Quando o escritor acredita que o que escreve é a sua missão mais importante no mundo, terá o mesmo destino de Sísifo e vê-se condenado a empurrar pela montanha acima uma sempiterna pedra que nunca deixará de rolar pela montanha abaixo. Tudo isso, porque, na verdade, o seu objetivo é o de criar com voz de divindade. Uma necessidade de espírito que procura ganhar forma, uma espécie de ato germinativo que se propaga nas páginas de um livro e se multiplica tantas mais vezes quantas as que o texto for lido.
A sua mais profunda missão é a de saber tornar verdadeira a humanidade, e isso nunca terá fim.
De onde surge esse poder? Como lhe acontece?
Vergílio Ferreira, in Pensar (2013), explica-nos: «Senta-te diante da folha de papel e escreve. Escrever o quê? Não perguntes. Os crentes têm as suas horas de orar, mesmo não estando inclinados para isso. Concentram-se, fazem um esforço de contensão beata e lá conseguem. Esperam a graça e às vezes ela vem. Escrever é orar sem um deus para a oração. Porque o poder da divindade não passa apenas pela crença e é aí apenas uma modalidade de a fazer existir.»
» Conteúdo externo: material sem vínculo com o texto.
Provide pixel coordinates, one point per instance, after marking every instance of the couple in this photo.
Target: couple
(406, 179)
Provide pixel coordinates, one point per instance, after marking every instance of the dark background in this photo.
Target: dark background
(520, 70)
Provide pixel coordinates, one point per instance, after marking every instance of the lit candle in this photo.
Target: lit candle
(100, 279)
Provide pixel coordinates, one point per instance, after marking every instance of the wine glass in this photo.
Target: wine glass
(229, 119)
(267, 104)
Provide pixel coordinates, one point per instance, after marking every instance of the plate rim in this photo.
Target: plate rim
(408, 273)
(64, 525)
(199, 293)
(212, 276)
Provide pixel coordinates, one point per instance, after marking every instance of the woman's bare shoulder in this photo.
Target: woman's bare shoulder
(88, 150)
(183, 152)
Criar, transfigurar, cheirar as nuvens
Os escritores têm os sentidos muito desenvolvidos. Veem, observam, pasmam-se. Tudo isto para criar, para transfigurar, ouvir as almas silenciosas, cheirar as nuvens, ver a doçura dos caramelos, sentir o calor gélido da guerra.
Gabriel García Márquez, in Eu não Venho Fazer um Discurso (2015), realça o prazer da conceção, essa gravidez do texto que se concebe como se fosse um corpo humano: «Porque o mais delicioso da história é concebê-la, ir arredondando-a, dando-lhe voltas e mais voltas, de maneira que na altura de nos sentarmos a escrevê-la já não nos interessa muito, ou pelo menos a mim não me)interessa muito.»
Mia Couto diz, in Pensatempos (2005), que «o segredo do escritor é anterior à escrita.» «Está na vida, está na forma como ele está disponível a deixar-se tomar pelos pequenos detalhes do quotidiano». Ou seja, o escritor tem de ser forte, porque naquilo que escreve tem de caber tanto a beleza da vida como a sua selvajaria. Tem de caber a guerra, o sofrimento e a compaixão. O leitor tem de ser consciencializado.
«Escrevemos porque não queremos morrer»
Jean-Paul Sartre, in Situações II (1968), considera que escritor escolheu a revelação do mundo e especialmente a revelação do homem aos outros homens para que estes adquiram, em face do objeto assim desnudado, toda a sua responsabilidade. Na escrita, tem de caber todo o corpo humano: veias, cabeça, ouvidos. Eis o poder demiúrgico do escritor: ele demonstra, mostra, retrata, transforma. Transfigura. Ele comove, emociona, educa, critica. E a sua divindade consegue ter uma alma tão humana quanto a do belíssimo livro de poesia de Maria do Rosário Pedreira, O meu corpo humano (2022): «É o meu corpo / humano: vê, ouve, / toca, pensa e / dói-lhe. / Volto porque preciso que me amem.»
Talvez seja esse amor eterno que busca o escritor, porque lhe dói não ser ouvido, porque lhe dói ser esquecido, pois ele sabe que, um dia, vai morrer.
Foi o que, em 1993, Saramago confidenciou ao jornal de Las Palmas, La Provincia: «Escrevemos porque não queremos morrer. É esta a razão profunda do ato de escrever.»